Now let’s do the forward pass.

\[z = xw = \left[\begin{array}{cccccccccccccc} 1 & 1 & 1 & 1 & 1 & 0 & 0 & 0 & 0 & 0 & 0 & 0 & 0 & 0 \\ 0 & 1 & 0 & 0 & 1 & 1 & 1 & 1 & 0 & 0 & 0 & 0 & 0 & 0 \\ 0 & 0 & 0 & 0 & 0 & 0 & 0 & 0 & 1 & 1 & 0 & 0 & 0 & 0 \\ 0 & 2 & 0 & 0 & 0 & 0 & 0 & 1 & 0 & 0 & 1 & 1 & 1 & 1 \\ \end{array}\right]\left[\begin{array}{c} 0 \\ 0 \\ -1 \\ 0 \\ 0 \\ 0 \\ 0 \\ 1 \\ 0 \\ -1 \\ 0 \\ -1 \\ 0 \\ 0 \end{array}\right]\]\[= \left[\begin{array}{c} 1 \cdot 0 + 1 \cdot 0 + 1 \cdot (-1) + 1 \cdot 0 + 1 \cdot 0+ 1 \cdot 0 + 0 \cdot 0 + 0 \cdot 1 + 0 \cdot 0 + 0 \cdot (-1) + 0 \cdot 0 + 0 \cdot (-1) + 0 \cdot 0 + 0 \cdot 0 \\ 0 \cdot 0 + 1 \cdot 0 + 0 \cdot (-1) + 0 \cdot 0 + 1 \cdot 0+ 1 \cdot 0 + 1 \cdot 0 + 1 \cdot 1 + 0 \cdot 0 + 0 \cdot (-1) + 0 \cdot 0 + 0 \cdot (-1) + 0 \cdot 0 + 0 \cdot 0 \\ 0 \cdot 0 + 0 \cdot 0 + 0 \cdot (-1) + 0 \cdot 0 + 1 \cdot 0+ 1 \cdot 0 + 1 \cdot 0 + 0 \cdot 1 + 1 \cdot 0 + 1 \cdot (-1) + 0 \cdot 0 + 0 \cdot (-1) + 0 \cdot 0 + 0 \cdot 0 \\ 0 \cdot 0 + 2 \cdot 0 + 0 \cdot (-1) + 0 \cdot 0 + 0 \cdot 0 + 0 \cdot 0 + 0 \cdot 0 + 1 \cdot 1 + 0 \cdot 0 + 0 \cdot (-1) + 1 \cdot 0 + 1 \cdot (-1) + 1 \cdot 0 + 1 \cdot 0 \\ \end{array}\right]\] \[= \left[\begin{array}{c} -1 \\ 1 \\ -1 \\ -1 \end{array}\right]\] Our predictions are

\[\hat y = \sigma(z) = \sigma\left(\left[\begin{array}{c} -1 \\ 1 \\ -1 \\ -1 \end{array}\right]\right) = \left[\begin{array}{c} 1/(1+e) \\ 1/(1+(1/e)) \\ 1/(1+e) \\ 1/(1+e) \end{array}\right] = \left[\begin{array}{c} 0.27 \\ 0.73 \\ 0.27 \\ 0.27 \end{array}\right]\]

Summing up

This is the simplest possible setup that lets us encode documents using features that are learned from the data (not just hand-crafted). Although bag-of-words representations can work ok in some situations, there are much better ways to learn embeddings.
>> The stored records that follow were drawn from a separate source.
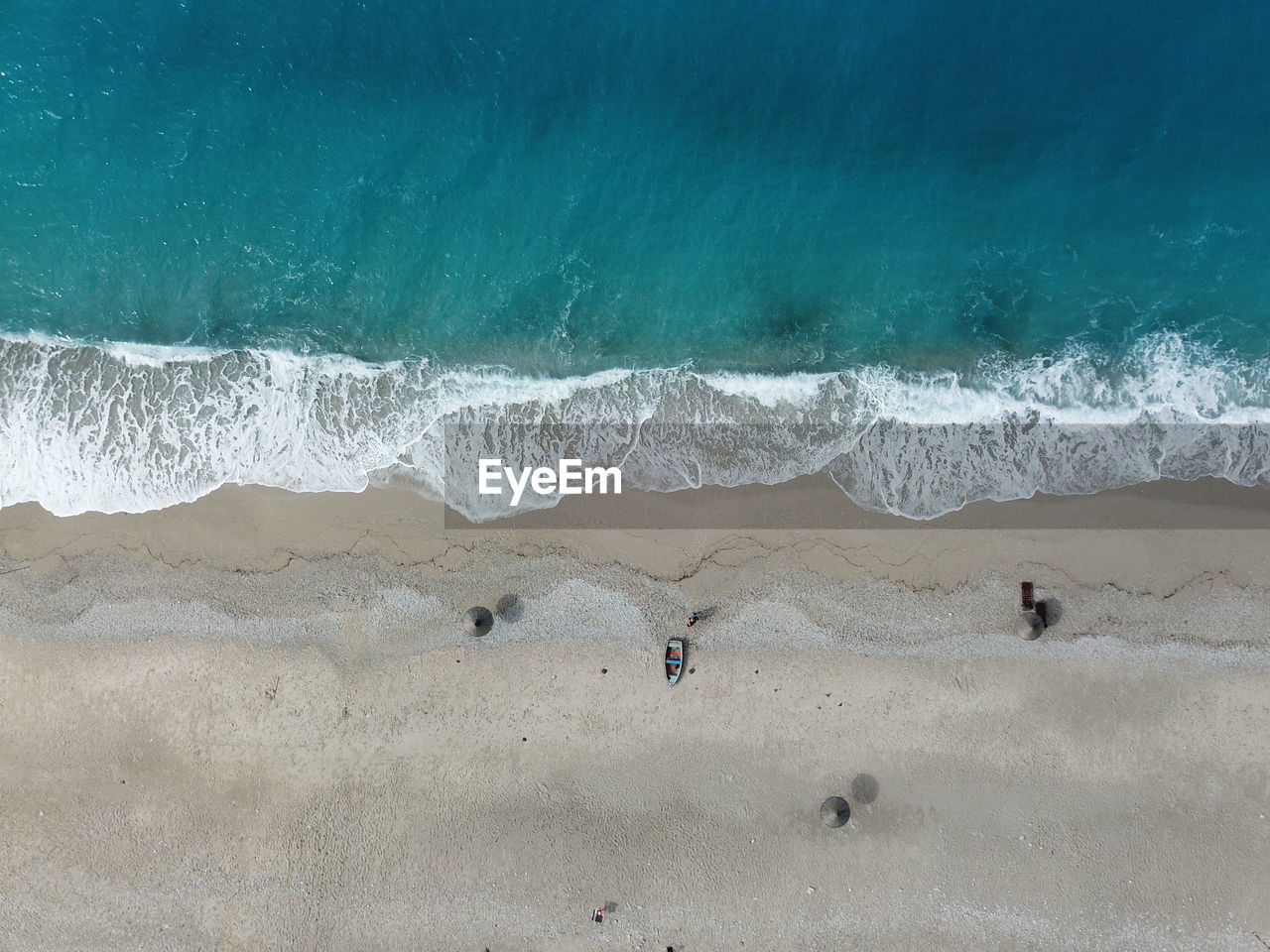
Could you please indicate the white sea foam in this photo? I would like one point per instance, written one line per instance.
(128, 429)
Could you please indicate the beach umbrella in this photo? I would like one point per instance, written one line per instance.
(1029, 626)
(834, 811)
(477, 621)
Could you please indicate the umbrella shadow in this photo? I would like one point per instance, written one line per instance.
(1053, 611)
(508, 607)
(864, 788)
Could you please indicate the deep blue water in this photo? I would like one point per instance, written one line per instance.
(570, 185)
(349, 223)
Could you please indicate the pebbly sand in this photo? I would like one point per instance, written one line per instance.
(254, 722)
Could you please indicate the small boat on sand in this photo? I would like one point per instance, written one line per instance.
(674, 660)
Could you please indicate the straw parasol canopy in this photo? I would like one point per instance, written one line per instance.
(477, 621)
(1029, 626)
(834, 811)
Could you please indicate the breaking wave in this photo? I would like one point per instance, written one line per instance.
(122, 428)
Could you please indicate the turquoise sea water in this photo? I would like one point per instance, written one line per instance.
(789, 211)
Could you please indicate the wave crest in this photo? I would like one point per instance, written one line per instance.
(131, 429)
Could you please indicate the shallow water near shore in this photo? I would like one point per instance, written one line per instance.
(286, 249)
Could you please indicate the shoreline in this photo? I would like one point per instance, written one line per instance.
(1193, 548)
(255, 721)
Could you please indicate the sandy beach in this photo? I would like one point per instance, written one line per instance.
(254, 721)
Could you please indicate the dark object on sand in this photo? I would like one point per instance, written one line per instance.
(1032, 620)
(477, 621)
(834, 811)
(674, 660)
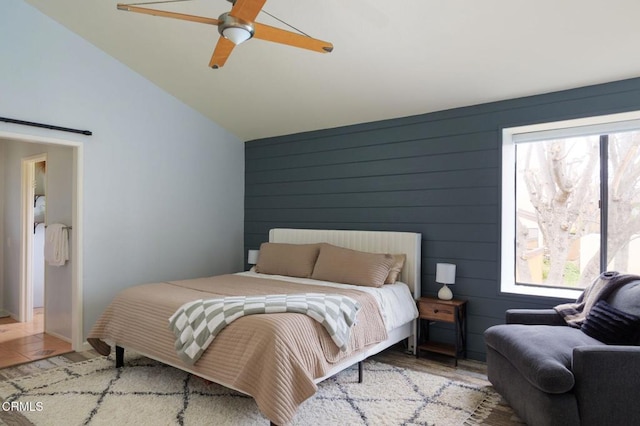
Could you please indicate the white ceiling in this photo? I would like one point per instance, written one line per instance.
(391, 59)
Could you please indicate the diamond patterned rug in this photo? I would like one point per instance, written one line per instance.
(145, 392)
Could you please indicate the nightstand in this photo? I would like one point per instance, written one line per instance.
(452, 311)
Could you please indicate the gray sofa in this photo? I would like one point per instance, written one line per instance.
(553, 374)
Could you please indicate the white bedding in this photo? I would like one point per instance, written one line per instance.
(395, 300)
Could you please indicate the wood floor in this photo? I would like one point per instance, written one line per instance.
(22, 342)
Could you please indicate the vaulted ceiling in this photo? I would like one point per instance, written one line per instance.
(391, 59)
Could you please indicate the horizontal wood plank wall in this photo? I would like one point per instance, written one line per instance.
(438, 174)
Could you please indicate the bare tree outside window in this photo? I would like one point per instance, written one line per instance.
(558, 232)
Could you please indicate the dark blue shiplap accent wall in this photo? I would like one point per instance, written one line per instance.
(437, 174)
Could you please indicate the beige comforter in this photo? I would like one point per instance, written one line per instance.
(272, 357)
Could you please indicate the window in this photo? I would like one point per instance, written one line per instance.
(570, 203)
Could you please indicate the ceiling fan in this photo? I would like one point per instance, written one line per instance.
(238, 26)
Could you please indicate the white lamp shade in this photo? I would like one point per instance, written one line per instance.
(236, 35)
(446, 273)
(252, 257)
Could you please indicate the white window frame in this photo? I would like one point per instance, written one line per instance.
(536, 132)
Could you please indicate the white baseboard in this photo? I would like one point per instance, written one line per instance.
(58, 336)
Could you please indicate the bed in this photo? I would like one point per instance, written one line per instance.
(279, 358)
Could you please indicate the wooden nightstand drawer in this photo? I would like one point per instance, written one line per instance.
(437, 311)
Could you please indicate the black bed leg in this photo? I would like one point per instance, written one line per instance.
(119, 356)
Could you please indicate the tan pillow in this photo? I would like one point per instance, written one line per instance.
(292, 260)
(347, 266)
(396, 268)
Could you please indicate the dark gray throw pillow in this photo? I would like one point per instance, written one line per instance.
(610, 325)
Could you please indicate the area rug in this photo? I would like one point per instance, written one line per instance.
(145, 392)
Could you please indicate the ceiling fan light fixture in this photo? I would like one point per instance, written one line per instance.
(236, 35)
(234, 29)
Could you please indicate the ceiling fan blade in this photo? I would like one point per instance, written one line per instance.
(277, 35)
(164, 13)
(221, 53)
(247, 10)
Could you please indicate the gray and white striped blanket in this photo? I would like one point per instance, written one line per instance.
(195, 324)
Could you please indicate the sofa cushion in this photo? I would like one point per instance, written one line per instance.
(541, 353)
(610, 325)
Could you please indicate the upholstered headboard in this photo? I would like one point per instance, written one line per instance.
(409, 243)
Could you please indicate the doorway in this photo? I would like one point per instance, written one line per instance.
(65, 303)
(32, 277)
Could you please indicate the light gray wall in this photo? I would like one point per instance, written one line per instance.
(2, 239)
(163, 186)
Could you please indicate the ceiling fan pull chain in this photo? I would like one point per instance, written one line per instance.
(281, 21)
(157, 2)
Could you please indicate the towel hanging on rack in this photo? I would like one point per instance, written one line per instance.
(56, 244)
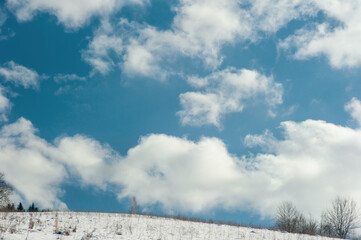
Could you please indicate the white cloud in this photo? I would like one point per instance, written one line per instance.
(354, 108)
(5, 105)
(224, 92)
(101, 47)
(68, 78)
(340, 43)
(37, 168)
(72, 13)
(29, 166)
(314, 162)
(3, 17)
(20, 75)
(199, 30)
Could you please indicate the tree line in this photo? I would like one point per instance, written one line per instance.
(339, 220)
(5, 203)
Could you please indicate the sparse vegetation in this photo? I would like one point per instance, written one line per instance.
(337, 221)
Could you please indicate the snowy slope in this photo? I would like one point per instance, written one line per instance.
(74, 225)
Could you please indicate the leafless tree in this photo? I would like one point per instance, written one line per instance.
(134, 208)
(341, 218)
(5, 191)
(288, 218)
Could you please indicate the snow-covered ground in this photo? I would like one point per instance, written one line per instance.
(75, 225)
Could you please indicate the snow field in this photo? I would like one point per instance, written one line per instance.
(112, 226)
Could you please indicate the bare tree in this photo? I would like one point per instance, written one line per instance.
(288, 218)
(341, 218)
(134, 208)
(5, 191)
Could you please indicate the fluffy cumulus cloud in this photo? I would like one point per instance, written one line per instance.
(225, 92)
(29, 165)
(5, 105)
(105, 43)
(20, 75)
(314, 162)
(338, 42)
(199, 30)
(36, 168)
(60, 78)
(71, 13)
(354, 108)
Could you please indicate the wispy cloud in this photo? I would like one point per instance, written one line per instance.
(5, 105)
(61, 78)
(224, 92)
(20, 75)
(71, 13)
(338, 43)
(314, 162)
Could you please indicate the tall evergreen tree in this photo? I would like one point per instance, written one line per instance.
(20, 207)
(32, 208)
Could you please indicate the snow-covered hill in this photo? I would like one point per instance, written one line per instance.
(75, 225)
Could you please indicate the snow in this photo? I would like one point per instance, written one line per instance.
(89, 226)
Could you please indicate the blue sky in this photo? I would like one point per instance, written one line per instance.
(217, 109)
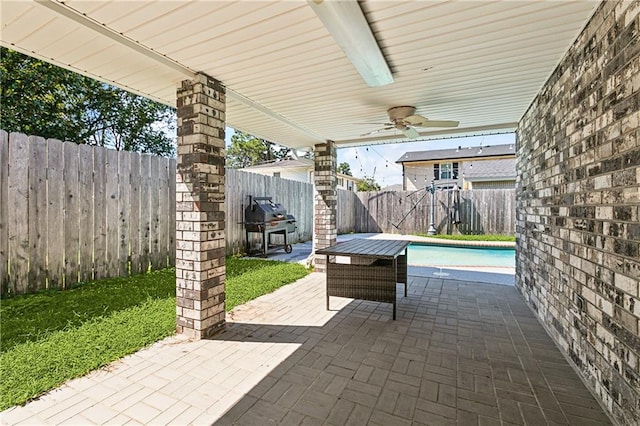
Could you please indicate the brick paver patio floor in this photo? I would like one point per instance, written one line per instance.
(459, 353)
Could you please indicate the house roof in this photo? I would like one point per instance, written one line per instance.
(292, 163)
(490, 169)
(287, 79)
(283, 164)
(455, 153)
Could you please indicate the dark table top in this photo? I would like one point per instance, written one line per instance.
(382, 249)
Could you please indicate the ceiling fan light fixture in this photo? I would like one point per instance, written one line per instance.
(348, 26)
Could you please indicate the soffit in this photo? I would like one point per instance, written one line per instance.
(480, 63)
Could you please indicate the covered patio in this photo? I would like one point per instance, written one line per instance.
(564, 75)
(460, 352)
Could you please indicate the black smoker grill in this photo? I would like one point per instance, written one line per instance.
(264, 216)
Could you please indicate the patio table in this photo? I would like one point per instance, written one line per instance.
(371, 269)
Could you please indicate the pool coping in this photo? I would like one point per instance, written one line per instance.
(444, 242)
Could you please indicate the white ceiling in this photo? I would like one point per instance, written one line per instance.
(478, 62)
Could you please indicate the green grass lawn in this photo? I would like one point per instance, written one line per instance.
(51, 337)
(474, 237)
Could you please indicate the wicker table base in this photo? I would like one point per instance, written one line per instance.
(368, 276)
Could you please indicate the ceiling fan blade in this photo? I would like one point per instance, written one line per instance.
(410, 132)
(378, 131)
(438, 123)
(415, 120)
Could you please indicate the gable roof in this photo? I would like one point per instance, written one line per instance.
(291, 163)
(490, 169)
(283, 164)
(454, 153)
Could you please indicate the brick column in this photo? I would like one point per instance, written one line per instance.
(325, 200)
(200, 243)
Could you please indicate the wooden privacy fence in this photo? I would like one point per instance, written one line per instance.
(72, 213)
(482, 211)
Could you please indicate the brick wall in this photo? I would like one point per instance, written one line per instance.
(200, 210)
(325, 200)
(578, 203)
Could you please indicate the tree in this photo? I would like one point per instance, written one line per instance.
(367, 184)
(246, 150)
(344, 168)
(41, 99)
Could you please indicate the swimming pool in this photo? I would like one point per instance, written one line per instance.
(443, 256)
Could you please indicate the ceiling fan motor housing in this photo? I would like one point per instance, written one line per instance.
(400, 113)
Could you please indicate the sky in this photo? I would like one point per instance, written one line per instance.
(379, 161)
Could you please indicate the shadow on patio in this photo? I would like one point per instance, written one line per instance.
(460, 352)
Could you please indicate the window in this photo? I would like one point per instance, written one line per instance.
(445, 171)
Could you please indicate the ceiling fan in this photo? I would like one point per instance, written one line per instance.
(404, 119)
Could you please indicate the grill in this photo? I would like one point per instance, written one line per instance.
(267, 218)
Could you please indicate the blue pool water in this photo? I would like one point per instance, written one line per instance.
(443, 256)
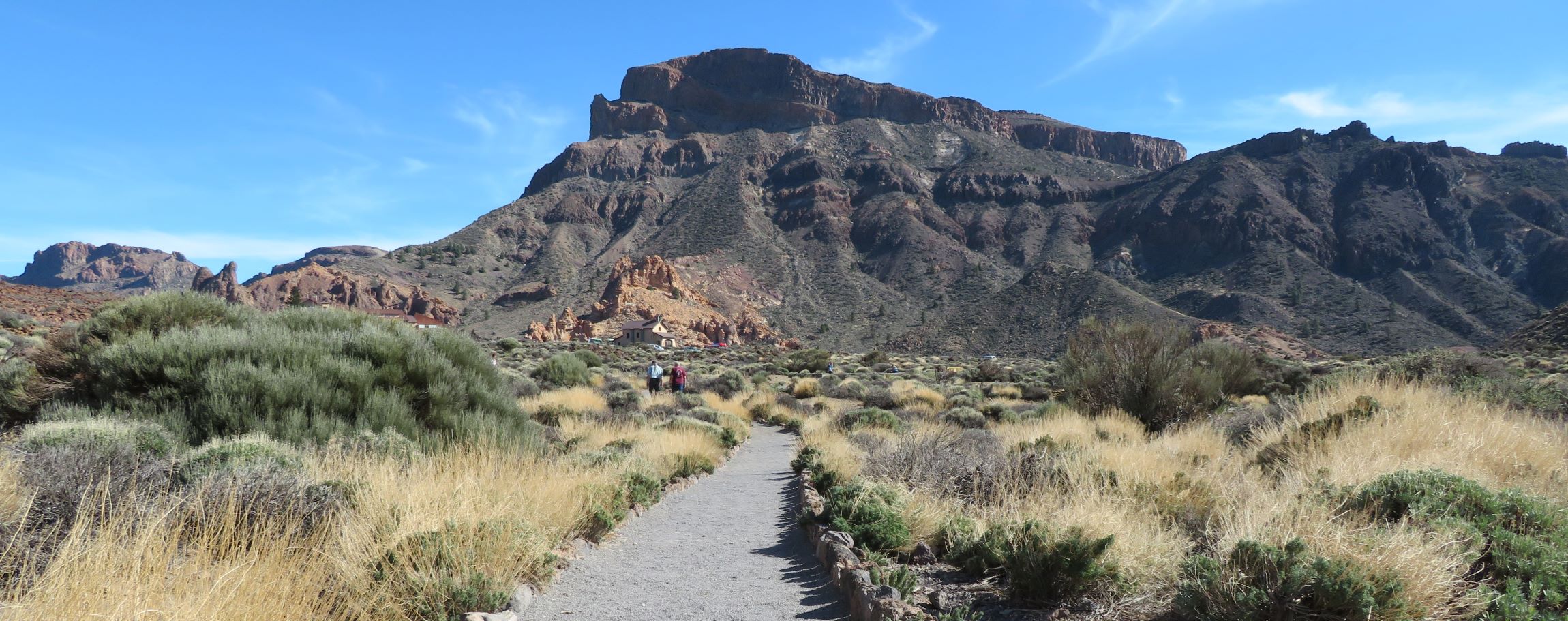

Next week, we’ll look an approach that is a step up from this: term frequency-inverse document frequency (tf-idf) encoding.

Later on, we’ll learn an even better method: pre-trained word embeddings (e.g. word2vec), where a specialized neural network is used to learn vector representations for every word in the vocabulary.